For a study, researchers sought to assess postpartum hospitalization length of stay (LOS) and hospital readmission rates in obstetric patients before (March 2017–February 2020; pre-pandemic) and during the coronavirus disease 2019 (COVID-19) pandemic (March 2020–February 2021). They performed a retrospective cohort analysis on obstetric patients who delivered between March 1, 2017, and February 28, 2021, at 20–44 weeks of gestation and were released within 7 days of delivery, utilizing Epic Systems’ Cosmos research platform. The primary objective was a short postpartum hospitalization length of stay (< 2 midnights for vaginal deliveries and < 3 midnights for cesarean births), and the secondary outcome was hospital readmission within 6 weeks of postpartum hospitalization discharge. Using standardized differences and Bayesian logistic mixed-effects models, researchers examined outcomes before and during the epidemic across all newborns and stratified by the method of delivery.
About 742,113 (74.6%) of the 994,268 obstetric patients in the research group delivered before the COVID-19 pandemic, whereas 252,155 (25.4%) delivered during the pandemic.

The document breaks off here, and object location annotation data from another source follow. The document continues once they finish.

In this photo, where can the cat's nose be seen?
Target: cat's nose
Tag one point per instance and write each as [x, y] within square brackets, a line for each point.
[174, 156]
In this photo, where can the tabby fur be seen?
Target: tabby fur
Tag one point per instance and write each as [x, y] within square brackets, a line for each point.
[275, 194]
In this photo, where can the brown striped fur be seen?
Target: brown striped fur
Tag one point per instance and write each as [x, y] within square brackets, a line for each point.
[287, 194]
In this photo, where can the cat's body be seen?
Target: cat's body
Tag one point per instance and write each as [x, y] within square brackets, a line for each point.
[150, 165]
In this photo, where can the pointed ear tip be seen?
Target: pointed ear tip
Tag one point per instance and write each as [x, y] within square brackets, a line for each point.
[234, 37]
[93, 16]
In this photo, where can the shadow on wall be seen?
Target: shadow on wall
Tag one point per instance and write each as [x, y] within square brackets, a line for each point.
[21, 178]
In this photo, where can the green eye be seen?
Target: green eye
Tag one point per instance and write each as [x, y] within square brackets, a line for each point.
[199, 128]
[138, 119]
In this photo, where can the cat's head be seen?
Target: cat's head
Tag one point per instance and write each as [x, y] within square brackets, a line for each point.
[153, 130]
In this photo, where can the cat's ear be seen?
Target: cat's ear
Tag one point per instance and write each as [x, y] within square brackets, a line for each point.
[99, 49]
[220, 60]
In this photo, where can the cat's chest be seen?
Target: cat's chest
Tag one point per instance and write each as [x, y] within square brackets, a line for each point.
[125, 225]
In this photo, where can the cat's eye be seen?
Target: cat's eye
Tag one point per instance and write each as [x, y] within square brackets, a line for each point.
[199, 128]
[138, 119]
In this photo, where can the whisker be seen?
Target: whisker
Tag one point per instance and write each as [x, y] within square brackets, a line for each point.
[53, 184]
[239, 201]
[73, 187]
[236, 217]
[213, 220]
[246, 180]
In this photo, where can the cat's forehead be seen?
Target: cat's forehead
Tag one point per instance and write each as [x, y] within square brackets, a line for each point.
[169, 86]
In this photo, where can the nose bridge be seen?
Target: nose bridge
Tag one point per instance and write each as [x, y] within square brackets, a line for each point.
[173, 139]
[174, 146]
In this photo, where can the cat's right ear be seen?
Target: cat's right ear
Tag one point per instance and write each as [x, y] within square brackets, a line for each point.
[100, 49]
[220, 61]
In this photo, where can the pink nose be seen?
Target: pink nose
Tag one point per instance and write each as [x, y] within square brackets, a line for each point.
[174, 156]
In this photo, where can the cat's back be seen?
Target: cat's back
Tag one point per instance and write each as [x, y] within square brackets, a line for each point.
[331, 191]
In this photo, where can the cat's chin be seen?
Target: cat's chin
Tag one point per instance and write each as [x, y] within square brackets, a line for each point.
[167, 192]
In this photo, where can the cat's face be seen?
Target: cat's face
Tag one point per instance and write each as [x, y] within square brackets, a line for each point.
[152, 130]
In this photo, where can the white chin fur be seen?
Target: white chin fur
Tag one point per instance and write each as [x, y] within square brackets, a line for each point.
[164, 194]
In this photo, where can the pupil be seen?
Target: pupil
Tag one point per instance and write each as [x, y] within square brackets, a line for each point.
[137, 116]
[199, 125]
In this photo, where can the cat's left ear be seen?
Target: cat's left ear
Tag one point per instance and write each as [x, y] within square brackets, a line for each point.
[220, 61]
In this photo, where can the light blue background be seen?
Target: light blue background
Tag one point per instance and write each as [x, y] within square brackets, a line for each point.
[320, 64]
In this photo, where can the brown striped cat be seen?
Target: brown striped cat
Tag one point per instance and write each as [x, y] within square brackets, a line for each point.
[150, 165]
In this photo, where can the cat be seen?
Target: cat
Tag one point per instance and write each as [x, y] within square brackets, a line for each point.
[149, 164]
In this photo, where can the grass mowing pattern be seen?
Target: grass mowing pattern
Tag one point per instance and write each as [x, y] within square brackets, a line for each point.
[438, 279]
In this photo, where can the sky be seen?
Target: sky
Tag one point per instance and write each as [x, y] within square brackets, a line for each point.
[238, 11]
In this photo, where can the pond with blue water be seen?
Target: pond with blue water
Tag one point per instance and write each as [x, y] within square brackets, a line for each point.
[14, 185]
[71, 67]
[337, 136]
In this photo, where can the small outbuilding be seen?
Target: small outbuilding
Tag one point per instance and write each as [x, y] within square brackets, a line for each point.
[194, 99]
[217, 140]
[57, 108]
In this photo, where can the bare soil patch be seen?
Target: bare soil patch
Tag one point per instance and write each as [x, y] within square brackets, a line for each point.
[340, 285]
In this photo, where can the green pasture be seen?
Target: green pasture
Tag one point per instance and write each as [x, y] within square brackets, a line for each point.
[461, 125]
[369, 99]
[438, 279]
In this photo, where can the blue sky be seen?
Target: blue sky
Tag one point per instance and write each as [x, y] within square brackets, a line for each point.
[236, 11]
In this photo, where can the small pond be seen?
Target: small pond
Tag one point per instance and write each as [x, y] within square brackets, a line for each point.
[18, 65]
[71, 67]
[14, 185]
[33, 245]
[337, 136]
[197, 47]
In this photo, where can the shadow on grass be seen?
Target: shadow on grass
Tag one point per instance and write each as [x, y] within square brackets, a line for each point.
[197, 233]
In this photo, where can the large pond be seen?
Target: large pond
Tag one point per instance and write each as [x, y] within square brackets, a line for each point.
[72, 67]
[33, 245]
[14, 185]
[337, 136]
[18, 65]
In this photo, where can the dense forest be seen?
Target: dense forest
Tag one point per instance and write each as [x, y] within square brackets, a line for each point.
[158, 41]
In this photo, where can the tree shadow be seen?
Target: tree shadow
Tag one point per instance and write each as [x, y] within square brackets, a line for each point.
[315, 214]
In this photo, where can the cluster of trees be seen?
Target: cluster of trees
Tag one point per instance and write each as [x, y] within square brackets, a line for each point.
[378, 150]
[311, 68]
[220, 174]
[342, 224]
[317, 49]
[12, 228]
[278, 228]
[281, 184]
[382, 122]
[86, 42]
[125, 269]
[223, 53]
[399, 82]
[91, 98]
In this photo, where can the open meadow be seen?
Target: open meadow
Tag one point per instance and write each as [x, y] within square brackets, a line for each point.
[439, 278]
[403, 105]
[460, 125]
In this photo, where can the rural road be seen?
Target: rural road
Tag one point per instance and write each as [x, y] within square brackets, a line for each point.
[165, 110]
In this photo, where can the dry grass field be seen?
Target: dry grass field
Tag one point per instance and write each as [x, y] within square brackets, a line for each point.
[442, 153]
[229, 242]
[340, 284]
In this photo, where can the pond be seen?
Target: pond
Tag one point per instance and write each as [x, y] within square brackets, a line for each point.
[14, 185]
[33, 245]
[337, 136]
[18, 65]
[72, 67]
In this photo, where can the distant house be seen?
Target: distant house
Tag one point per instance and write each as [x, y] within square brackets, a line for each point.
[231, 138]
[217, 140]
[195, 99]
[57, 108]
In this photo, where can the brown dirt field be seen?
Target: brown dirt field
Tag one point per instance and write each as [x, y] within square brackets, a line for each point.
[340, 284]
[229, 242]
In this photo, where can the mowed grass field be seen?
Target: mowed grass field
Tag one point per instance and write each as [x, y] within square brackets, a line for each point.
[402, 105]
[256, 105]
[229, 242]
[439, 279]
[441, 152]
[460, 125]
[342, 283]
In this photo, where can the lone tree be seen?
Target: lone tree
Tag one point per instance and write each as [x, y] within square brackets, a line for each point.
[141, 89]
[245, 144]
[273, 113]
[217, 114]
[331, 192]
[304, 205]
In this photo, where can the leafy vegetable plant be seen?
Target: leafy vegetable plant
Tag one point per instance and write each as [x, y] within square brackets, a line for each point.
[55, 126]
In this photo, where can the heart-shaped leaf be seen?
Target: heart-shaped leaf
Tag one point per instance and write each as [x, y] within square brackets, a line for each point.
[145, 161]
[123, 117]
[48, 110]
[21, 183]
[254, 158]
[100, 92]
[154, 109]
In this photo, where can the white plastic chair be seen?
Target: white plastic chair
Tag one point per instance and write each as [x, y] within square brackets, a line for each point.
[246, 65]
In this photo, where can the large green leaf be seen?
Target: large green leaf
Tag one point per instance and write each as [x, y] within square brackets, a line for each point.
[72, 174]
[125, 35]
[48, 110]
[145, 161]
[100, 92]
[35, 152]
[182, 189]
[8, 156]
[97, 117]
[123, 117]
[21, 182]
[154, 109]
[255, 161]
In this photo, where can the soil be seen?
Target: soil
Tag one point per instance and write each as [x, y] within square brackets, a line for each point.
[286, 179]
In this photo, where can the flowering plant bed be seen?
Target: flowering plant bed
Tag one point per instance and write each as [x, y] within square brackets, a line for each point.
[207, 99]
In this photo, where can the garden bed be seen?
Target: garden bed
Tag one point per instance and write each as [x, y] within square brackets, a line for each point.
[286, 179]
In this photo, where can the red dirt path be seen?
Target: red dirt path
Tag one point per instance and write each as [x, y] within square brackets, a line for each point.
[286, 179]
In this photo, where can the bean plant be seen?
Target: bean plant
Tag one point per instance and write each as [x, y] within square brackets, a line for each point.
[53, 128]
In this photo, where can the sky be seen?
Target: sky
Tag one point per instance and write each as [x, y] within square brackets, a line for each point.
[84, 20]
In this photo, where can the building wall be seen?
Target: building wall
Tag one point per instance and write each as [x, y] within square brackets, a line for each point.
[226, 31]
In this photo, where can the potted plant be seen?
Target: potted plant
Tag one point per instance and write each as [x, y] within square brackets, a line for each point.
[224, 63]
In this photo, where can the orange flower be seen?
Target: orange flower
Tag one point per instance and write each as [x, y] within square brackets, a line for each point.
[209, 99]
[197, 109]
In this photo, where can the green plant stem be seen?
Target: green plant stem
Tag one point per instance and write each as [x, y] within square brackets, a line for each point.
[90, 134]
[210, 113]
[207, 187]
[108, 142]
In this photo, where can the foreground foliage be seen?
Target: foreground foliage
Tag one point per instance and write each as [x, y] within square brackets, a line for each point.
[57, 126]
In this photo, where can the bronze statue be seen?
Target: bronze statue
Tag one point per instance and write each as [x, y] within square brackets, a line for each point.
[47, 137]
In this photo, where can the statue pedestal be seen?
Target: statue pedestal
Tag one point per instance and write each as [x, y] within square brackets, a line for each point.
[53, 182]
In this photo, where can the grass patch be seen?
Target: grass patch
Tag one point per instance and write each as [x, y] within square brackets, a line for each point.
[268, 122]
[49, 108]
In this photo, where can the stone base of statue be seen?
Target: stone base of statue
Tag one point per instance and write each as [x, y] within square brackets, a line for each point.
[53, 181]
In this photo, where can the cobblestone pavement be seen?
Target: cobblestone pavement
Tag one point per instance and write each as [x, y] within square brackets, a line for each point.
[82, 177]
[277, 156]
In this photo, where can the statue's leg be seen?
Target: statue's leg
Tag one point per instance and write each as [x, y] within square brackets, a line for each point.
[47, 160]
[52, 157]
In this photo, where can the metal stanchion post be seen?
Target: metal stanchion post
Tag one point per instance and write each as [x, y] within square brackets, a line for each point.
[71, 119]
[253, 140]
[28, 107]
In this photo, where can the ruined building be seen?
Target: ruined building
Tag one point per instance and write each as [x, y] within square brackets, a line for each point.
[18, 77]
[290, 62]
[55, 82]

The percentage of short postpartum hospitalizations increased in all births (28.7–44.5%), vaginal births (25.4–39.5%), and cesarean births (35.3–55.1%) during the COVID-19 pandemic, which was consistent with the adjusted analysis (all births: aOR 2.35, 99% credible interval 2.32–2.39; vaginal births: aOR 2.14, 99% credible interval 2.11–2.18; cesarean birth Despite the fact that short postpartum hospitalizations were more common during the COVID-19 pandemic, there was no difference in readmission in unadjusted (1.4% vs 1.6%, standardized difference=0.009) or adjusted (aOR 1.02, 99% credible interval 0.97–1.08) analyses for all births or when stratified by mode of delivery.
A brief postpartum hospitalization LOS was considerably higher for obstetric patients during the COVID-19 pandemic, with no difference in hospital readmissions within 6 weeks of postpartum inpatient release. The COVID-19 pandemic generated a natural experiment, indicating that shorter postpartum hospitalization may be feasible for individuals who self-identify or are identified by a health care expert as being appropriate for discharge.